We just import all the java.io classes. To start with, we’ll need a way to store our word, line and char count:

%{

public int chars = 0;
public int words = 0;
public int lines = 0;

chars, words and lines will become public members of the generated class, accessible to the rest of the code.
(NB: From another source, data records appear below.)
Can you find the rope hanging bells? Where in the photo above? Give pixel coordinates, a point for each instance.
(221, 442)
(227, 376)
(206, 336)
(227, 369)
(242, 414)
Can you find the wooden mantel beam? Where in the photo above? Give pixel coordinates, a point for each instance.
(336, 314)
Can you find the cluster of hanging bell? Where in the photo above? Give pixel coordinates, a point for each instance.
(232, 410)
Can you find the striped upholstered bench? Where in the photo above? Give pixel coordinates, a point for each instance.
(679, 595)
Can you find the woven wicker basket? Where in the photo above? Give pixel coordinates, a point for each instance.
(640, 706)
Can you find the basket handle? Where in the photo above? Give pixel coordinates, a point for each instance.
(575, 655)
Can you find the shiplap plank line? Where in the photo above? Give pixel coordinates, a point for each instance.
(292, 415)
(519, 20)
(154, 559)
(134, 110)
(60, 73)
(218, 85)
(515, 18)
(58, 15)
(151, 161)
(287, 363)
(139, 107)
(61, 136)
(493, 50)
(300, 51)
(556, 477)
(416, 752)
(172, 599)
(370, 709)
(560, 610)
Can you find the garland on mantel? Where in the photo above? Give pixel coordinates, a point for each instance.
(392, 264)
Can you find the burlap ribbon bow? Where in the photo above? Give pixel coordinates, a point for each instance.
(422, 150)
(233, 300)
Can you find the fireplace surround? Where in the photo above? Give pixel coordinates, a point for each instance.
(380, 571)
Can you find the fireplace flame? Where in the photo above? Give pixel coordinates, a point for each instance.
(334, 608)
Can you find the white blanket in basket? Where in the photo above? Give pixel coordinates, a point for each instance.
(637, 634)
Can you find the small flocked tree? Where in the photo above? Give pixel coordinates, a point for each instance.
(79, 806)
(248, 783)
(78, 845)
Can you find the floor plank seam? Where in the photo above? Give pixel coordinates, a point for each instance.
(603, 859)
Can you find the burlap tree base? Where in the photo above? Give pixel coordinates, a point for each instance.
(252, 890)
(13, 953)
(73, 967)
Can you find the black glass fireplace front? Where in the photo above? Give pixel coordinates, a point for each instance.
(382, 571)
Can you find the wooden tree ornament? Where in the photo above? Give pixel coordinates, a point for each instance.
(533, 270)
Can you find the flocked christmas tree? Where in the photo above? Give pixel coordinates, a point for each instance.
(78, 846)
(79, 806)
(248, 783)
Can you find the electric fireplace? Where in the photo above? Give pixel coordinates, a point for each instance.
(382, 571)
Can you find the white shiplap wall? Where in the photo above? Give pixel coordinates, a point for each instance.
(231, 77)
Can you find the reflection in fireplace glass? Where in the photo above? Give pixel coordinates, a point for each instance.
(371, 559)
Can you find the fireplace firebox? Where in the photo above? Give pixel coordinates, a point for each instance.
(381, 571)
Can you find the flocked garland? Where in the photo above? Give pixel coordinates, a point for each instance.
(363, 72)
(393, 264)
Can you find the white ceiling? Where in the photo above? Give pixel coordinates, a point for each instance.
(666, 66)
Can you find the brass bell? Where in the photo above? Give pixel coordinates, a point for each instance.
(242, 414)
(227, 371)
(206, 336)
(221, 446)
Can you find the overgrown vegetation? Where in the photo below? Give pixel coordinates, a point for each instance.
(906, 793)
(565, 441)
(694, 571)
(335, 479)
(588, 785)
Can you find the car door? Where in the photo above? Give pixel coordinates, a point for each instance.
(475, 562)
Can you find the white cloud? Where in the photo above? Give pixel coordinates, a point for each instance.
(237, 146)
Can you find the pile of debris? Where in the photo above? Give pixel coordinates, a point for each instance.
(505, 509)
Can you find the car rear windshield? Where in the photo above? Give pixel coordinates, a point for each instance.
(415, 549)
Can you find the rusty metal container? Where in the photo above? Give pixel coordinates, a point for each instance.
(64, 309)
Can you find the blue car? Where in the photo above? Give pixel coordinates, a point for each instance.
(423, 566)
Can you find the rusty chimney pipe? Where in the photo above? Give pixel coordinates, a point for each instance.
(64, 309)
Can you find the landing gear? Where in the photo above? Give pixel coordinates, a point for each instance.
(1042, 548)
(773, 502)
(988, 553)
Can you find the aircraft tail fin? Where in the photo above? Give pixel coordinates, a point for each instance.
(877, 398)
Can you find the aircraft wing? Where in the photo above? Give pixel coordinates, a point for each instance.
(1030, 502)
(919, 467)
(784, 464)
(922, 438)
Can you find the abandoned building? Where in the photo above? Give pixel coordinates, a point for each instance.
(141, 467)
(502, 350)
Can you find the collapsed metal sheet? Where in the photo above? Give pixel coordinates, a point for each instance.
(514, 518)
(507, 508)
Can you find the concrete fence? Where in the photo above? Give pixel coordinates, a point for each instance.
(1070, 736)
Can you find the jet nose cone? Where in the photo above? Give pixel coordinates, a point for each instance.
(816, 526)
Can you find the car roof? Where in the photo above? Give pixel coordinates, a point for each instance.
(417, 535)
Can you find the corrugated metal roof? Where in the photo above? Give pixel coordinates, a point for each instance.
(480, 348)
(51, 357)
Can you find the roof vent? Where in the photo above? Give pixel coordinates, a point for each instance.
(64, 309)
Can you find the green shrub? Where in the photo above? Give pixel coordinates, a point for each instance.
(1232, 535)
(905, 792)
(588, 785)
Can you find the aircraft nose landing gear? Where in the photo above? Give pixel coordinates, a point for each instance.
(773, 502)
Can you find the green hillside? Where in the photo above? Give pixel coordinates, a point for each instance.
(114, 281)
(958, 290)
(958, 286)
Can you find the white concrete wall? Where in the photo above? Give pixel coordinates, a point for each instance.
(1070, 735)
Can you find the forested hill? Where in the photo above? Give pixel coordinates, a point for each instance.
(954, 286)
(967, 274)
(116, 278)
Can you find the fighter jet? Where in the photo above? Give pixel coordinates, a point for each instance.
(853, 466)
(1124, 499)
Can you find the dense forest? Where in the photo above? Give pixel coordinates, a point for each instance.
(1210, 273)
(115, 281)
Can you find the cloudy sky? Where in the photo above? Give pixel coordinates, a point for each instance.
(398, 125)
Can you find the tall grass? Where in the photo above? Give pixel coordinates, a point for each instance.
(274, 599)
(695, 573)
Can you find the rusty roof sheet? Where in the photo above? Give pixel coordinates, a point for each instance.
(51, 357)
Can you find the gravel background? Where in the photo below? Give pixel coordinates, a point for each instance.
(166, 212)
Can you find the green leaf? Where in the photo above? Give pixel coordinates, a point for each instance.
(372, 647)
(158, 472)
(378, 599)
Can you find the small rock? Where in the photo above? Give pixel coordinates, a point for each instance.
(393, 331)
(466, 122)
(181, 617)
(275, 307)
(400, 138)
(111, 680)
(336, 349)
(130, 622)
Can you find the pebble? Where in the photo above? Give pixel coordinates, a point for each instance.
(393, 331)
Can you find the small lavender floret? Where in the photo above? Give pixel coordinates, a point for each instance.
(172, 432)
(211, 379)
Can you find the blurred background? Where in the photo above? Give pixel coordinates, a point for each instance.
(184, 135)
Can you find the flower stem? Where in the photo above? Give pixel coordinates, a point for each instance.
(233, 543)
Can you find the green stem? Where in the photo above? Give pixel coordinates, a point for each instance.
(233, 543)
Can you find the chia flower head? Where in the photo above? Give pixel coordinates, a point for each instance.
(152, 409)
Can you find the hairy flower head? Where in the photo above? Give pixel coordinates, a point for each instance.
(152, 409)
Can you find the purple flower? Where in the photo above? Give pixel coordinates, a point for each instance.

The main method is much the same as in the first example:

public static void main(String[] args) throws IOException
{
 InputStreamReader reader =
 new InputStreamReader(System.in);

Lexer lexer = new Lexer(reader);

lexer.yylex();

 System.out.format(
 "Chars: %d\nWords: %d\nLines: %d\n",
 lexer.chars, lexer.words, lexer.lines);
}

%}

There are two differences though:

  • There is no infinite loop — the lexer will read from System.in until we interrupt it ( Ctrl-d on Linux and Ctrl-Z on Windows I think). This allows the user to enter several lines of text in the terminal.
  • We don’t use the yylex() directly.

In the next part:

%class Lexer
%type Integer

%%

The generated Java class will be named Lexer and yylex() will return a Java Integer value. This is only because yylex() needs to return something and it returns an object of type Yylex by default — javac will complain that Yylex type doesn’t exist because it doesn’t (if you don’t create it yourself).

Finally, in the lexical rules part:

[a-zA-Z]+ { words++; chars += yytext().length(); }
\n { chars++; lines++; }
. { chars++; }

If you type a word, recognized by the [a-zA-Z]+ regex, the word count will be incremented and the char count be increase by the entered word length. If you press Enter, ie. \n , the char count will be incremented. And if you enter a random character like * or & the character count will be incremented.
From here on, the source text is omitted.